Invisible Indianapolis is directed by IUPUI Anthropology Professors Susan Hyatt and Paul Mullins and was originally supported by the 2016-2017 Charles R. Bantz Chancellor’s Community Fellowship. The Bantz Chancellor’s Community Fellowship recognizes Charles R. Bantz’s commitment to community-engaged research and scholarship, partnering IUPUI faculty, students, and community members in a year-long project. During 2016-2017 Invisible Indianapolis conducted research in collaboration with community organizations including the Concord Neighborhood Center, the Ransom Place Neighborhood Association, Etz Chaim Sephardic Congregation, and the Babe Denny Neighborhood Organization. While the project’s funding ended in Summer 2017, we will continue to share ongoing research on the project here on the blog.

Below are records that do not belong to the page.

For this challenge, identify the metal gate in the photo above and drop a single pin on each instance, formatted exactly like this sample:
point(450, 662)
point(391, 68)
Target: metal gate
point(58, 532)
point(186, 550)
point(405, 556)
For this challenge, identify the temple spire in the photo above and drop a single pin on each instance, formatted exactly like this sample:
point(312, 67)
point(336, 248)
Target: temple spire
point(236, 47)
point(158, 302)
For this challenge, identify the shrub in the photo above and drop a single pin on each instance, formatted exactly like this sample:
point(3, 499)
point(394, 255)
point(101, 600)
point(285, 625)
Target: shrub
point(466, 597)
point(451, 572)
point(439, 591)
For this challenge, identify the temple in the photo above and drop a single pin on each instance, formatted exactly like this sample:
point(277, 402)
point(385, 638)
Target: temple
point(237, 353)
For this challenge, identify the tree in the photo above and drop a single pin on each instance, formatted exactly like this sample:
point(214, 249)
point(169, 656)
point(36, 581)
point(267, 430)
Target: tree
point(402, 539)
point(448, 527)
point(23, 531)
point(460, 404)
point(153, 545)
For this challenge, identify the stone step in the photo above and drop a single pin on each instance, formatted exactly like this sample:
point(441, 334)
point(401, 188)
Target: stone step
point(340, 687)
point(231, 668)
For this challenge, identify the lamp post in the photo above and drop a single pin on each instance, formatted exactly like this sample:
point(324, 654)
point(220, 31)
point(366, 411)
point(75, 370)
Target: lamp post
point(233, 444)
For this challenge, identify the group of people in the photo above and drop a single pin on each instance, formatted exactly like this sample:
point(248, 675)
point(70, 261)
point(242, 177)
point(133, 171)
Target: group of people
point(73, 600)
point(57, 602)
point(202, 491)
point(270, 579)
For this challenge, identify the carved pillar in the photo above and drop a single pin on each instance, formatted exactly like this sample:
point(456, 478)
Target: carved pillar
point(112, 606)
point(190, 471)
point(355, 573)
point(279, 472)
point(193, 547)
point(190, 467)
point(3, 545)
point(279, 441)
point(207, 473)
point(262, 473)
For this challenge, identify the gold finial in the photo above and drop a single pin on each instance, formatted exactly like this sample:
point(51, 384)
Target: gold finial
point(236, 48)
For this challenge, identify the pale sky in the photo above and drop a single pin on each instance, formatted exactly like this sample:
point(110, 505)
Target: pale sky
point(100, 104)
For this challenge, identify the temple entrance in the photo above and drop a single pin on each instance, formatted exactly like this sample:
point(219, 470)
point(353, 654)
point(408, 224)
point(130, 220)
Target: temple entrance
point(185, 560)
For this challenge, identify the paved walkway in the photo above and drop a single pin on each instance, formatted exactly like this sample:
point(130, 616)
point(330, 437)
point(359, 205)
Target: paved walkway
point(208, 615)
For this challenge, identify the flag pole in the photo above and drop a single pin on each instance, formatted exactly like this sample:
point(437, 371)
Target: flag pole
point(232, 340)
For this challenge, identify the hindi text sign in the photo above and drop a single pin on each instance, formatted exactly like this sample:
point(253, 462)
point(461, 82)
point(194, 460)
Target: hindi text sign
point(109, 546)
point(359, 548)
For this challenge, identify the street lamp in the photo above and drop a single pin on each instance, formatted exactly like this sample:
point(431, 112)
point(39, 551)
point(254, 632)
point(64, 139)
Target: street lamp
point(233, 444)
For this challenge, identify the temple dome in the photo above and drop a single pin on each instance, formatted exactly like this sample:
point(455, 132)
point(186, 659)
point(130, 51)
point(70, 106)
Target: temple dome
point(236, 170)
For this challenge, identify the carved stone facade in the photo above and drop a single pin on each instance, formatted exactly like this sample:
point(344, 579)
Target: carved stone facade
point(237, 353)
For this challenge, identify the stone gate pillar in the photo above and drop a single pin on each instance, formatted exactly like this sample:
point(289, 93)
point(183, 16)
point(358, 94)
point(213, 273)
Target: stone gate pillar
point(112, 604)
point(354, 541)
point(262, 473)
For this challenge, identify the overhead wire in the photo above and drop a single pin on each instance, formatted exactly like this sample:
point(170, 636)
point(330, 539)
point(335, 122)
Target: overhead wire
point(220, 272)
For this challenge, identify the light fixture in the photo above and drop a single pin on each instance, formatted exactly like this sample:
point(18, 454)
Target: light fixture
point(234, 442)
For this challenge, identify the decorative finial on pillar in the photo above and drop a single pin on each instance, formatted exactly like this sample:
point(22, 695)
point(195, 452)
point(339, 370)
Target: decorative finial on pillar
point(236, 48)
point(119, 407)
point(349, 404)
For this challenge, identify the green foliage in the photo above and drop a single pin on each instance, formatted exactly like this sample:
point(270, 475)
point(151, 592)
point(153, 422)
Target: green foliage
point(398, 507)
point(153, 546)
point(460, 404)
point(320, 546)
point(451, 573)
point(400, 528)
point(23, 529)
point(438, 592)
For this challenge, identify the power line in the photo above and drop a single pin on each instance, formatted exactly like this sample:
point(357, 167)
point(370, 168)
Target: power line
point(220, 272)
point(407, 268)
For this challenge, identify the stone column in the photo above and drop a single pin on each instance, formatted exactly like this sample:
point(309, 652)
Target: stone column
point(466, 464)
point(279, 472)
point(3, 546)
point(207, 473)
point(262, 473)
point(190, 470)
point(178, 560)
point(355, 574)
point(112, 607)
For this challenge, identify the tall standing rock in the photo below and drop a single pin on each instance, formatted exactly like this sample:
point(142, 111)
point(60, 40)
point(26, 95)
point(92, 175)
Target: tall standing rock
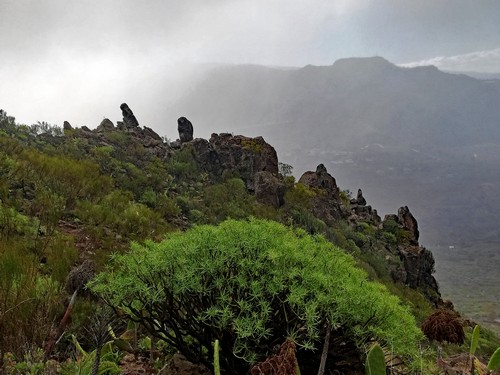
point(128, 116)
point(185, 129)
point(326, 203)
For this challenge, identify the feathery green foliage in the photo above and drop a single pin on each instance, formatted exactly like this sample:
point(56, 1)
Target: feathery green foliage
point(375, 361)
point(251, 283)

Susan Hyatt has directed ethnographic research for a series of neighborhood-based studies in Indianapolis’ eastside, near-Southside, and Mapleton-Fall Creek. Perhaps the most prominent of these projects focused on the history of a multiethnic community on Indianapolis’ near-southside that was largely erased by 1960s interstate highway construction. The neighborhood was dubbed the “Neighborhood of Saturdays” by the research team and community collaborators, a reference to the Jewish observance of Sabbath on Saturday and an African-American neighborhood reunion that has taken place on the first Saturday in August for over 40 years.
Paul Mullins’ research has focused on urban displacement in Indianapolis, examining how a century-old, predominately African-American community was displaced and is now reconstructing its history. His scholarship has included archaeological excavations, documentary research, and oral history on Flanner House Homes, the present-day IUPUI campus, and postwar African-American suburbs. That research produced an oral history collection, The Price of Progress: IUPUI, the Color Line, and Urban Displacement, which was co-edited with Glenn White. The book illuminates the legacy of urban renewal and the erasure of African-American life in the near-Westside.
Jeremy Lahey is a graduate student in the IUPUI Department of Anthropology. His research focuses on urban communities and issues such as gentrification, connectivity to main hubs of the city, and community development. He has participated in several faculty-led research projects since 2014. In 2016 he was the recipient of the Plater Medallion for Civic Engagement. He graduated with a Bachelors of Art in Anthropology and Philosophy in May 2016.
Lynette Taylor is an undergraduate student in the History and Sociology departments of the IU School of Liberal Arts at IUPUI. She is also completing minors in Anthropology, Geography, Philosophy, and Africana Studies. Her research focuses on social movements including those of labor, environmentalism, and civil rights. She has participated in several faculty-led research projects since 2013 and has worked on campus as a former research assistant for the IUPUI Arts and Humanities Institute and current research assistant for the Frederick Douglass Papers in IUPUI’s Institute for American Thought. She has also been active on campus as an Ambassador for the Center for Research and Learning, the 2017-17 President of the Liberal Arts Student Council, and Past-President of Students for Fair Wages from 2013-2015.